О каких «шансах» я говорю?
Во-первых, мы видим некоторое возвращение на классические устойчивые позиции: над жизнью у Прилепина и Шаргунова все-таки есть Судия, а значит — не все позволено. Для моего поколения в этой позиции нет никакой смысловой и жизненной новизны — но Прилепин и Шаргунов высказали ее после чудовищной деструктивности «ликвидаторской литературы» постмодернистов, потому и прозвучала она оздоровляюще.

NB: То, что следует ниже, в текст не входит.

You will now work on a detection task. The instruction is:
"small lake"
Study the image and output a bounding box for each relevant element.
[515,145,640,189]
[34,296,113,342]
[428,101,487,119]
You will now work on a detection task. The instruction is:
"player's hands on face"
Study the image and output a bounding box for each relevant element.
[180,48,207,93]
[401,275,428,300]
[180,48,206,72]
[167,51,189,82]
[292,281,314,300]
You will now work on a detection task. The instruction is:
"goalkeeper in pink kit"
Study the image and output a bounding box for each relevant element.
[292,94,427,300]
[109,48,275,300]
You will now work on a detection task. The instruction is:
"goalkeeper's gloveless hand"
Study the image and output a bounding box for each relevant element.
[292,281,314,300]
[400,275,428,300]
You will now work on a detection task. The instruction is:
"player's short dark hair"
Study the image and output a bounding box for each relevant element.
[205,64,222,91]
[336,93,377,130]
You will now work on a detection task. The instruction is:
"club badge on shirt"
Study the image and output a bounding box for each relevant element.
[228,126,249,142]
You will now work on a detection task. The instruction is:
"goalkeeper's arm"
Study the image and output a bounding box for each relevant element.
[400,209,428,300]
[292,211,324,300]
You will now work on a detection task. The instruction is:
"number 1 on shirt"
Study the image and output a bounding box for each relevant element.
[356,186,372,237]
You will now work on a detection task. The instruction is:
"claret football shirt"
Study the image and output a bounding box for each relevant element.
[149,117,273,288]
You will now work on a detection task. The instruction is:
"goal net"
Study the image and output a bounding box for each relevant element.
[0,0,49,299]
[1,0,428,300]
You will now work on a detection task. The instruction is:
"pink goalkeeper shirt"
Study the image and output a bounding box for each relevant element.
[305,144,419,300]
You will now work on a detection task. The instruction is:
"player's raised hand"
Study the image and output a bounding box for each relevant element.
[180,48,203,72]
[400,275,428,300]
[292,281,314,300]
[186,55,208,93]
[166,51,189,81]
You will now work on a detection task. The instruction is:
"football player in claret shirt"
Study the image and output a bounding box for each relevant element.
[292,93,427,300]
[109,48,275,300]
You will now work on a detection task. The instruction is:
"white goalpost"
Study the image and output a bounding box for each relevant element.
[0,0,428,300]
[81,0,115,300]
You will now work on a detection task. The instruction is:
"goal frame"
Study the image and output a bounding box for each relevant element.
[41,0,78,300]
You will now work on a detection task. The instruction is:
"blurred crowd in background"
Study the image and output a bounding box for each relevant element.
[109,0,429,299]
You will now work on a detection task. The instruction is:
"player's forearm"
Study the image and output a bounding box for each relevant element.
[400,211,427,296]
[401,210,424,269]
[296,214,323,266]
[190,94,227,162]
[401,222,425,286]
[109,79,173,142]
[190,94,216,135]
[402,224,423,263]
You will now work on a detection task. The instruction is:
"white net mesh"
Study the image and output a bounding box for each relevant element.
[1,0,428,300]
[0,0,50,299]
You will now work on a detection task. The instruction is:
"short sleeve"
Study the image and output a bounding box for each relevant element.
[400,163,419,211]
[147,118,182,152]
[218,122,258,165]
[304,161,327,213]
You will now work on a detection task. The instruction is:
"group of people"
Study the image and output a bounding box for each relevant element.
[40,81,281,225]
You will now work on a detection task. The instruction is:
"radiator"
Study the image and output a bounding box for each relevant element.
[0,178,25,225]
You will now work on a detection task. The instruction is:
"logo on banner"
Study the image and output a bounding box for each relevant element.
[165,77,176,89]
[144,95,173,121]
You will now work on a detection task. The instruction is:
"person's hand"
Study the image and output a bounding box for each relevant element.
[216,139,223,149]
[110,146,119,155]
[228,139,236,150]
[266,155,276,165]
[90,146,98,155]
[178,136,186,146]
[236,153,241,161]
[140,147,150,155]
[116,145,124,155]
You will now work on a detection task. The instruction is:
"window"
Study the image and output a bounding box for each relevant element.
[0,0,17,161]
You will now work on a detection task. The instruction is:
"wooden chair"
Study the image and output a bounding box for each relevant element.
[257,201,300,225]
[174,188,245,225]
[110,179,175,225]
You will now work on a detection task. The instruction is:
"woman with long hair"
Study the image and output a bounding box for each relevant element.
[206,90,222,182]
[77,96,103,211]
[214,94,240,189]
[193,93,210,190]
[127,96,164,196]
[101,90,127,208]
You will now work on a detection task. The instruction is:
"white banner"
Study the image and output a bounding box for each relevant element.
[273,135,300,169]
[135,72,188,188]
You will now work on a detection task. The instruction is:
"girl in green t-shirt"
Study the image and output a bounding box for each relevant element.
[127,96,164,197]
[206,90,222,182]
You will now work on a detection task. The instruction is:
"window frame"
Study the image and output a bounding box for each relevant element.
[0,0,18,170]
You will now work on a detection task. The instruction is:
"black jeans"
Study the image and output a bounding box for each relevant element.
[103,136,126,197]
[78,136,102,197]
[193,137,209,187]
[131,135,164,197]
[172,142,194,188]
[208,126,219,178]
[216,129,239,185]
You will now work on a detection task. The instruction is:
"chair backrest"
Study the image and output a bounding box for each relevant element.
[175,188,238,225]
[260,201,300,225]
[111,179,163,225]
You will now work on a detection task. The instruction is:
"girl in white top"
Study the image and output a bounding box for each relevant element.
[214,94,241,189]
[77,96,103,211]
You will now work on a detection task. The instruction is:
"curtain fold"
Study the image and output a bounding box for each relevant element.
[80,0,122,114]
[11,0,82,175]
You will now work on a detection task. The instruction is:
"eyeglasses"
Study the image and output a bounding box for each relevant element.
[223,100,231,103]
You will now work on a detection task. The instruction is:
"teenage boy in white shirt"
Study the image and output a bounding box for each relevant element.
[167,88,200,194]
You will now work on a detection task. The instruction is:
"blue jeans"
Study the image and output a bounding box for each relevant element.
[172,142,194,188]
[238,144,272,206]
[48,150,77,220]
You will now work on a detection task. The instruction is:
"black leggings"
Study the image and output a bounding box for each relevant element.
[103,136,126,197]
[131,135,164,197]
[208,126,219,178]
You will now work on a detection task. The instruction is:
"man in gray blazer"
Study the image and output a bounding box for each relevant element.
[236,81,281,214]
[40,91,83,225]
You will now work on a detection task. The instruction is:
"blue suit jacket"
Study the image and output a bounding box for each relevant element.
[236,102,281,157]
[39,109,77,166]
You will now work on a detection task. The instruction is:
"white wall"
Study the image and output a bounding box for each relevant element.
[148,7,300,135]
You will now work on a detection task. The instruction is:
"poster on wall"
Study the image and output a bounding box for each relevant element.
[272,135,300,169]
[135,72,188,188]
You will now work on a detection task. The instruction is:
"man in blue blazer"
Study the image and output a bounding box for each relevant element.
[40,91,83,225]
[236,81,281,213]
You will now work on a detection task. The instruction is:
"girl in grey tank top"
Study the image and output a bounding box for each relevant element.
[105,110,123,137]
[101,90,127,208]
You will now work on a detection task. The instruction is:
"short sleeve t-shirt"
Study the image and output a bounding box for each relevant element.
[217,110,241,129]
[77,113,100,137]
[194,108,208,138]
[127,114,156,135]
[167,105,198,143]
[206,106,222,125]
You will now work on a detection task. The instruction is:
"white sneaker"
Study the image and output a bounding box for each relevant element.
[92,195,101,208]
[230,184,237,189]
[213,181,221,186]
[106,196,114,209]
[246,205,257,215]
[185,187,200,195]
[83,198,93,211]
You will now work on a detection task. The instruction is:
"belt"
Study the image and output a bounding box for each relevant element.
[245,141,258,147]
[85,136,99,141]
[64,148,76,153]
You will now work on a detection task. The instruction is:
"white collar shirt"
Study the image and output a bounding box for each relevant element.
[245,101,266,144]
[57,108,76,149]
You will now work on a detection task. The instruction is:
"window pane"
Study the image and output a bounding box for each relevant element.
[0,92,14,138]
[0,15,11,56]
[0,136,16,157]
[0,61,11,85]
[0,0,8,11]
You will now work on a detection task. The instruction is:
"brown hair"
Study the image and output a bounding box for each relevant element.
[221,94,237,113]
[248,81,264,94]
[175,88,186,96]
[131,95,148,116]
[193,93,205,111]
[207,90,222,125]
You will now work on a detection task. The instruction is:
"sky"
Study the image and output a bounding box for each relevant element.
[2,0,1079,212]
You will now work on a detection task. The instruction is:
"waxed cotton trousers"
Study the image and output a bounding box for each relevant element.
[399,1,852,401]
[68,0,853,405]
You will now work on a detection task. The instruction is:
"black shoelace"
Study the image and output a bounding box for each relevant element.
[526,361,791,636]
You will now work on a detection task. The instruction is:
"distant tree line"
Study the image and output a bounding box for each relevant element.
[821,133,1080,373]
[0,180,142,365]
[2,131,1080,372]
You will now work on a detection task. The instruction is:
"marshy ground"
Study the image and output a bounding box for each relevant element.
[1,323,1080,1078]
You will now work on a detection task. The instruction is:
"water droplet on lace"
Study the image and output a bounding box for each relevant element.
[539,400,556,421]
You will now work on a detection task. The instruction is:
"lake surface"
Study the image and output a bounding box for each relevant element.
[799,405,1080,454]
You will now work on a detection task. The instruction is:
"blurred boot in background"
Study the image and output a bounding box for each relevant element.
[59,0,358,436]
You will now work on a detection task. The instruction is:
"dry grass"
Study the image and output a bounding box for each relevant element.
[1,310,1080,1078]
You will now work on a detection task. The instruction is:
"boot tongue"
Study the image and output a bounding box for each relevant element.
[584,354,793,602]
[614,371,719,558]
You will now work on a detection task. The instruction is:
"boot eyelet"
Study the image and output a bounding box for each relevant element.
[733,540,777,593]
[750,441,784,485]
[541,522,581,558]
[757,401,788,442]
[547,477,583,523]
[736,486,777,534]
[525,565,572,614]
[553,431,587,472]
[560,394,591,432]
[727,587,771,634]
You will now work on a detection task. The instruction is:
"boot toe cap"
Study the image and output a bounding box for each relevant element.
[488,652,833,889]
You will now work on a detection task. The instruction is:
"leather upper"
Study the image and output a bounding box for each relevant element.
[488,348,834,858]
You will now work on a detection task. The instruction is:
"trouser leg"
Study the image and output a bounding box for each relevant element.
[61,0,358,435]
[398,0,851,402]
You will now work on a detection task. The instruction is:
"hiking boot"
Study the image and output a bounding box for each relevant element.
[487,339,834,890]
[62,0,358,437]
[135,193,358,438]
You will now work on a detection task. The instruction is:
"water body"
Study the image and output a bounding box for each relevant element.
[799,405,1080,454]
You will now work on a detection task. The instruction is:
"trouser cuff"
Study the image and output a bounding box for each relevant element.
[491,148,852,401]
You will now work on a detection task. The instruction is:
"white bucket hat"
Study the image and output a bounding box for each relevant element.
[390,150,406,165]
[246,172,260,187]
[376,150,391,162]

Во-вторых, у Прилепина нет радикализации повседневности: обыденное, частно-интимное, напротив, для него альфа и омега бытия; привычный реестр счастья — это и есть внутреннее ядро его прозы. Обыденность совсем не деспотична — она всегда источник радости, потому что в ней была существенная простота — был дедов дом, была бабушкой поджаренная картошка, был «весь этот день и его запахи краски, неестественно яркие цвета ее, обед на скорую руку — зеленый лук, редиска, первые помидорки, — а потом рулоны обоев, дурманящий клей», а «под утро пришла неожиданная, с дальним пением птиц, тишина — прозрачная и нежная, как на кладбище» («Грех»). Была яркая и жаркая ранняя любовь, в которой все было скромно и бестелесно, но которая научила понимать собственное тело, угадывать грех его желаний. «…Всякий мой грех… — сонно думал Захарка, — …всякий мой грех будет терзать меня… А добро, что я сделал, — оно легче пуха. Его унесет любым сквозняком…». Чистая и ясная проза.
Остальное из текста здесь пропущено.